The companies pushing the DMCA’s monitor or even actively fish out files related to the content they are attempting to legally protect. IPs connecting are gathered, and via a mostly automated process, are forwarded on to the requisite ISP with the details involved. Again, they monitor connections to either get or attempt to get the files, via torrent or similar services. This is more than something like caller-id where they see what is presented, it is actively looking at the connecting IPs within the packets as received on the end server.

This is actually a lot harder to do on an ISP than you might think. Spoofing an IP outside of your ISP’s CIDR routes is futile. The return traffic would never get back to you. Spoofing an IP on the same ISP is often also futile, as they (usually) have a form of protection on the MAC/IP database of clients connected within an area. Again, without manipulating that, the traffic would never get back. This DMCA notice is probably generated from a successful transfer of the file, so that would mean someone able to manipulate either that database in order to use someone else’s IP, or someone further up the line able to manipulate and modify traffic to the ISP entirely. Neither of those is a small-time, neighborhood kid kind of thing.

Due to that, it would be a good idea for @divedivedive to check devices on his network for anything suspicious. An old PC with malware that installed a proxy host of some sort could just as well be the culprit versus a neighbor able to hack ISP gear.

Also, though I don’t condone any of you doing it, if you ARE torrenting, use a proxy or VPN to hide your IP.

Forgot to reply to this: first of all, no, there was no threat of anything, no legal action or loss of service, though Comcast reserves the right to the latter if they detect more such downloads. They also did ask me to verify that I couldn’t find the file in question on any of my devices, which I did. Malwarebytes scan hasn’t turned up anything either, so I’m hoping just re-securing my network will do the trick.

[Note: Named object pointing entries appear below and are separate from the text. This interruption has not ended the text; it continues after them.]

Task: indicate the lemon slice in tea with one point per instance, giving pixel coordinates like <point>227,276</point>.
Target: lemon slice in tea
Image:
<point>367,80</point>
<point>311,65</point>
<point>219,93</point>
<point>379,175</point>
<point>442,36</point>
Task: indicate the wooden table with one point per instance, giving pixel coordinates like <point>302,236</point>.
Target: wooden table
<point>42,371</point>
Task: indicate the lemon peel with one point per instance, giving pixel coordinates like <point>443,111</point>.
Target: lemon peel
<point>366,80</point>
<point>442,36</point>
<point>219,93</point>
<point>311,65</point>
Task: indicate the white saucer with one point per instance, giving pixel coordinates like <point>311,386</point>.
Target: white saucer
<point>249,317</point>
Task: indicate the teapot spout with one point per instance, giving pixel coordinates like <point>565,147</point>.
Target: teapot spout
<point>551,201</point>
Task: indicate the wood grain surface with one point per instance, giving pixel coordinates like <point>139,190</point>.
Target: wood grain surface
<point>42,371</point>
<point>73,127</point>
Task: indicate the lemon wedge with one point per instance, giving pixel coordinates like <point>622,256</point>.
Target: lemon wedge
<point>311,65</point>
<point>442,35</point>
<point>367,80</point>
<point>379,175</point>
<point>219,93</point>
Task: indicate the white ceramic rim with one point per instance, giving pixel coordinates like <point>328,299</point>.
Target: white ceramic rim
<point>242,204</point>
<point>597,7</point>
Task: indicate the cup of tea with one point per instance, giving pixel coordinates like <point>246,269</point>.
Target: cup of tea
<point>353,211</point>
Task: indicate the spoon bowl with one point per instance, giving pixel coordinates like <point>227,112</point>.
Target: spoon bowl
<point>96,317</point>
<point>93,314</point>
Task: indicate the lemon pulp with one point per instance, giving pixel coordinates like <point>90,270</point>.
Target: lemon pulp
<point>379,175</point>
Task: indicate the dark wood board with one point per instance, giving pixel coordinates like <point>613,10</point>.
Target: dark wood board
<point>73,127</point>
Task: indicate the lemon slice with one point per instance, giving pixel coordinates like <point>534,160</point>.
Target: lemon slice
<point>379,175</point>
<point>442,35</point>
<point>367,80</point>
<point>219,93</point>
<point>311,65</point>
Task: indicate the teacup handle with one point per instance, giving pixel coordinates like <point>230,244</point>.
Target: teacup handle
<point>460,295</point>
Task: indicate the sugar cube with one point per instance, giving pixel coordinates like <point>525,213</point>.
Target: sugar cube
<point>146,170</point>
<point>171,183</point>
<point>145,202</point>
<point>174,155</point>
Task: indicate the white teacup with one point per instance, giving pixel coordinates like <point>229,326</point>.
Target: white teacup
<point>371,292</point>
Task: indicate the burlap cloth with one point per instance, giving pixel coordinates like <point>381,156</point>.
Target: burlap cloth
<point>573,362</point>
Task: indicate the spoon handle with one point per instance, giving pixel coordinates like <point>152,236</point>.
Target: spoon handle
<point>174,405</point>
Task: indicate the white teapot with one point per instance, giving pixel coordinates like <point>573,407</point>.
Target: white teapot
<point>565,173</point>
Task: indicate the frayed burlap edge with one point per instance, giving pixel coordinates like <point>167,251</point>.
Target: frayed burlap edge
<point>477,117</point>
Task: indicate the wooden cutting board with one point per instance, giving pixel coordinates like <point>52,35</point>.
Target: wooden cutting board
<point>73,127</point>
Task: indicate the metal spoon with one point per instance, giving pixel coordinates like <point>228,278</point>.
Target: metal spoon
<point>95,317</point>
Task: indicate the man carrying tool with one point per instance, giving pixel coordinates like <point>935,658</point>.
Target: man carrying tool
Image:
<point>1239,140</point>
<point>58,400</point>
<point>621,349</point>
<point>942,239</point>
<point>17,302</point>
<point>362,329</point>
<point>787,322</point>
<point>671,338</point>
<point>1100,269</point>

As to the second part of the question, Starz, the ones who filed the complaint, didn’t file it against me personally. I don’t believe they have any idea who I am nor how to identify me or I probably would have gotten a much less pleasant notification of infringement. I think what happened was that they could identify that one of their files was taken by someone at such-and-such IP address, and knowing that this IP belonged to Comcast then notified them that hey, one of their users is stealing their crap! And then Comcast turned around and notified me, being the person who currently uses that IP address. I guess in this one particular instance, I can thank my corporate overlords that Comcast sits as a buffer between me and a likely pissed-off content creator.